Archive.org and Librivox Editions (Both from original 1896 text)
This is the collection of short stories that Robert W. Chambers put out after The King in Yellow. There are a other collections of Chamber’s short stories that use the Maker of Moons title that contain a variety of tales, but this is a review of the original 1896 collection. I started it a few weeks ago because I was in need of an audiobook to listen to while doing housework. I didn’t have very high hopes, as it seems to be common knowledge that Chambers wrote far more bad than good, but anything beats making dinner in silence. I really liked most of the King In Yellow, even some of the more romantic tales, but this collection is of a generally lower quality. Including a few soppy stories in a collection otherwise brimming with ghouls and horror is acceptable, but forcing a few quirky tales into a collection of stories about loverboys going fishing makes for a fairly shit book in my opinion.
Here’s my rundown of the stories:
The Maker of Moons
The ‘weirdest’ and most entertaining tale in this collection, The Maker of Moons features weird creatures and strange dimensions. It’s the only story in here that comes remotely close to horror, but in comparison to Chamber’s earlier stories, this remains very much on the fantasy side of weird. I’d save this one for last if I were you.
The Silent Land
A lad with a pet bird goes fishing and falls in love with a strange woman. This is a bit like a really boring version of the title story of the collection.
The Black Water
A lad is in love with a girl. He has a sore eye. This story is shit.
In the Name of the Most High
Chambers was obviously a fan of Ambrose Bierce, and this story could have been taken right out of the Tales of Soldiers section from Bierce’s In the Midst of Life. Unfortunately, Tales of Soliders was my least favourite of all Bierce’s collections, and this reads as a shit version of a shit story. Awful.
The Boy’s Sister
A lad falls in love with a boy’s sister. Lame.
The Crime
A lad goes fishing and falls in love. The only crime here is the inclusion of this hogwash.
A Pleasant Evening
This is a ghost story about a guy closely resembling the author.

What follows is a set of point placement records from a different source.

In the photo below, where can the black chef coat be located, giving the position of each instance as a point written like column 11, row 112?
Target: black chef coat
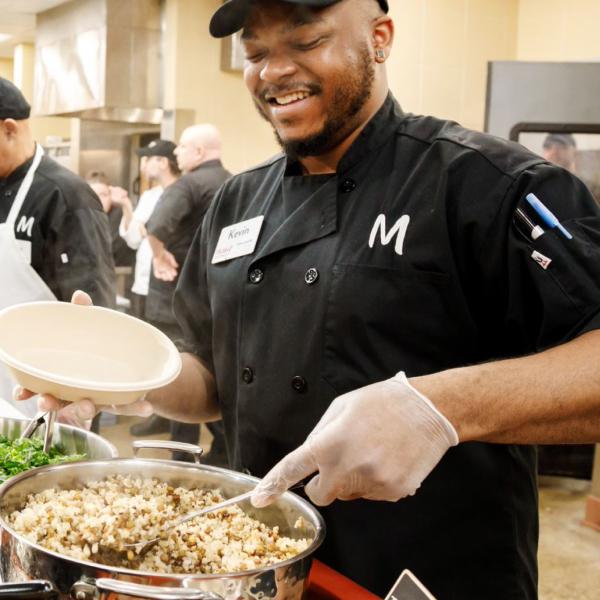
column 327, row 304
column 63, row 220
column 174, row 222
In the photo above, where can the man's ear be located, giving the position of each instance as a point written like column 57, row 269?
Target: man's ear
column 11, row 128
column 383, row 35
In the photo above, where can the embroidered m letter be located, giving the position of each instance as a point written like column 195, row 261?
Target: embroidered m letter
column 399, row 230
column 25, row 225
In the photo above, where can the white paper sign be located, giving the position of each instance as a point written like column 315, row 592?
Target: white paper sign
column 408, row 587
column 237, row 240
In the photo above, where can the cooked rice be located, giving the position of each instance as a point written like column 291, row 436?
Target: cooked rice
column 121, row 510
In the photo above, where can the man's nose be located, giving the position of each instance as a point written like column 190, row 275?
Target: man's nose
column 277, row 68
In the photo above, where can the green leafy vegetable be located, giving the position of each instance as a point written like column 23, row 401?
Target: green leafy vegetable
column 20, row 455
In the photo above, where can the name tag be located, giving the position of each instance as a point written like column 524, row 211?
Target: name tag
column 24, row 248
column 237, row 240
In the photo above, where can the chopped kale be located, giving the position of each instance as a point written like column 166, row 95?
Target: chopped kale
column 20, row 455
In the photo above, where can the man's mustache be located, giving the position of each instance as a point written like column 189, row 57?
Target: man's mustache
column 281, row 90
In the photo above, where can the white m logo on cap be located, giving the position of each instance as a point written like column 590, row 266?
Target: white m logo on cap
column 25, row 225
column 399, row 230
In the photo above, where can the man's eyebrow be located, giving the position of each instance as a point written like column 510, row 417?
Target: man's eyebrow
column 298, row 20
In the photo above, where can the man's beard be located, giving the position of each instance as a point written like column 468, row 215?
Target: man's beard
column 348, row 100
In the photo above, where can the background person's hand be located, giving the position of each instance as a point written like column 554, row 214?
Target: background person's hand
column 165, row 266
column 82, row 412
column 119, row 196
column 378, row 442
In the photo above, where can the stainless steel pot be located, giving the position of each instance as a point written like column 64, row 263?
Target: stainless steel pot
column 71, row 440
column 24, row 561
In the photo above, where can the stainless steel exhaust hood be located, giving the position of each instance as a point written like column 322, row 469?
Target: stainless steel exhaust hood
column 101, row 60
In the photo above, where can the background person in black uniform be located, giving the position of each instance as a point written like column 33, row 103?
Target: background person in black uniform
column 112, row 198
column 171, row 229
column 160, row 166
column 389, row 242
column 63, row 225
column 53, row 220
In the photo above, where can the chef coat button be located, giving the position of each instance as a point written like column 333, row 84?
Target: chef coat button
column 247, row 375
column 256, row 275
column 311, row 276
column 299, row 384
column 348, row 185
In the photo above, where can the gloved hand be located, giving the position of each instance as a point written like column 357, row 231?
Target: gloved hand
column 378, row 442
column 81, row 413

It’s not the worst thing in the collection; it starts off promising, but it falls apart towards the end. This is the only other tale that Chaosium deemed worthy to include in their Complete Weird Tales of Robert W. Chambers collection
Probably all you need when it comes to Chambers.
The Man at the Next Table
Weird, yes, but not very good. Although it doesn’t appear in Chaosium’s selections from this collection, it is incorporated into Chamber’s novel, In Search of the Unknown, as the Pythagoreans chapter. In Search of the Unknown is included, in full, in the Chaosium collection, but judging by the original version of the story, I don’t know if I’ll ever get around to it. This is a story about a lad who meets a pair of metaphysical losers, and a cat.

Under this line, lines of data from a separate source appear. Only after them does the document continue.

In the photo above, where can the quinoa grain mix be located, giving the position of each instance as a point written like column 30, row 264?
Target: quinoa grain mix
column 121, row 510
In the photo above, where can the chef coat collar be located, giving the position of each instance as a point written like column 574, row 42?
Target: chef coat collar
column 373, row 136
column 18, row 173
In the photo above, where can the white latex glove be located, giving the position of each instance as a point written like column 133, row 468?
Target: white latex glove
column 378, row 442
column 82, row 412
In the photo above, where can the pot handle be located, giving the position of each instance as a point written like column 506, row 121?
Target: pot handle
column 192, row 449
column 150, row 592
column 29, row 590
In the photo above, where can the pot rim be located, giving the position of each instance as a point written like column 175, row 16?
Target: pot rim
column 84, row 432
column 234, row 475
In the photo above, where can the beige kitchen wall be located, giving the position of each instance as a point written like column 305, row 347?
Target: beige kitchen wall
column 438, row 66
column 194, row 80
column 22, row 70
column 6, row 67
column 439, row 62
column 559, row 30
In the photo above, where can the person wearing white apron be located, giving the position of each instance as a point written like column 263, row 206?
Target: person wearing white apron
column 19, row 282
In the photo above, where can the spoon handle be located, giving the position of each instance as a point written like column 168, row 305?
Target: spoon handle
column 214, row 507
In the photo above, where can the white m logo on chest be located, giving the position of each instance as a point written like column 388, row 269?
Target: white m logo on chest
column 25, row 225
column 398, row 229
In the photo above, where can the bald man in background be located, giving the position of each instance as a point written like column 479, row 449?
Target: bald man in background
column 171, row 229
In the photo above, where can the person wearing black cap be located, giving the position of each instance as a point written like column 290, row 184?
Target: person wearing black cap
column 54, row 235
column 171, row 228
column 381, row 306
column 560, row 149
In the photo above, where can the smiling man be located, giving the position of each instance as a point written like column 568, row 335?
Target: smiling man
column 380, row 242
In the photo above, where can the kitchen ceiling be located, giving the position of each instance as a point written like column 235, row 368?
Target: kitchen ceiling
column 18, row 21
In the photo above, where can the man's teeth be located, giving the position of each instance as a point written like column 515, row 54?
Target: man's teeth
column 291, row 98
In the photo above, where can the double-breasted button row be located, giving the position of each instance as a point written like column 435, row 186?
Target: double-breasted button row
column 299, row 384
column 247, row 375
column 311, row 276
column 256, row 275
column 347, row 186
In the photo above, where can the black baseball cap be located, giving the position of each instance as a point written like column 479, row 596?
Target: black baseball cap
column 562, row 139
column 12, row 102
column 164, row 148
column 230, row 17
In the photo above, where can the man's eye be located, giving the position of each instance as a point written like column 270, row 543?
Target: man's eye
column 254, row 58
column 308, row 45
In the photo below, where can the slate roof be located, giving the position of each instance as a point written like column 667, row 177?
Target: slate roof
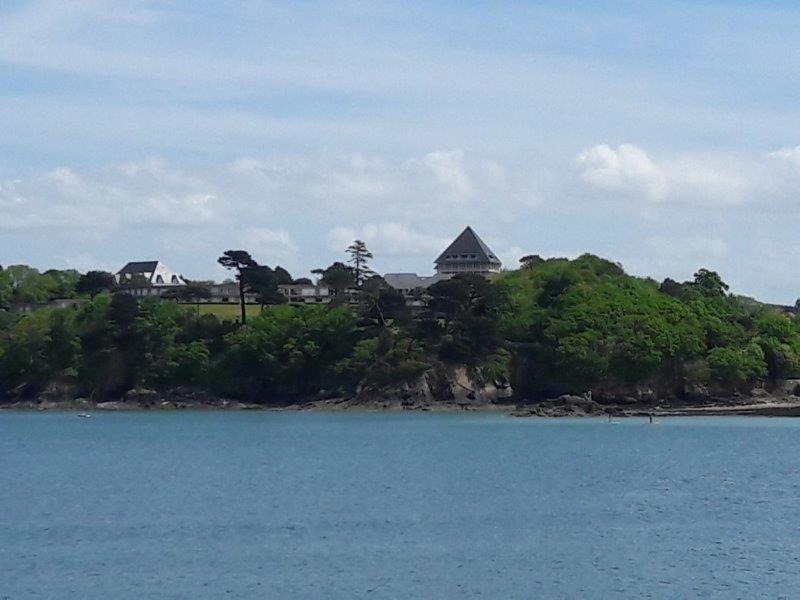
column 410, row 281
column 147, row 266
column 469, row 243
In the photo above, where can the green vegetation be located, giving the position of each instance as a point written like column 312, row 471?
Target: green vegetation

If you have the Chaosium collection, I would recommend sticking to the stories included in there. The other tales in the original collection aren’t horrendously painful to read/listen to, but they are all rather similar and forgettable. I’m not going to rule out reading more Chambers in the future, but I’ll probably wait for a recommendation on which of his texts are actually worth reading.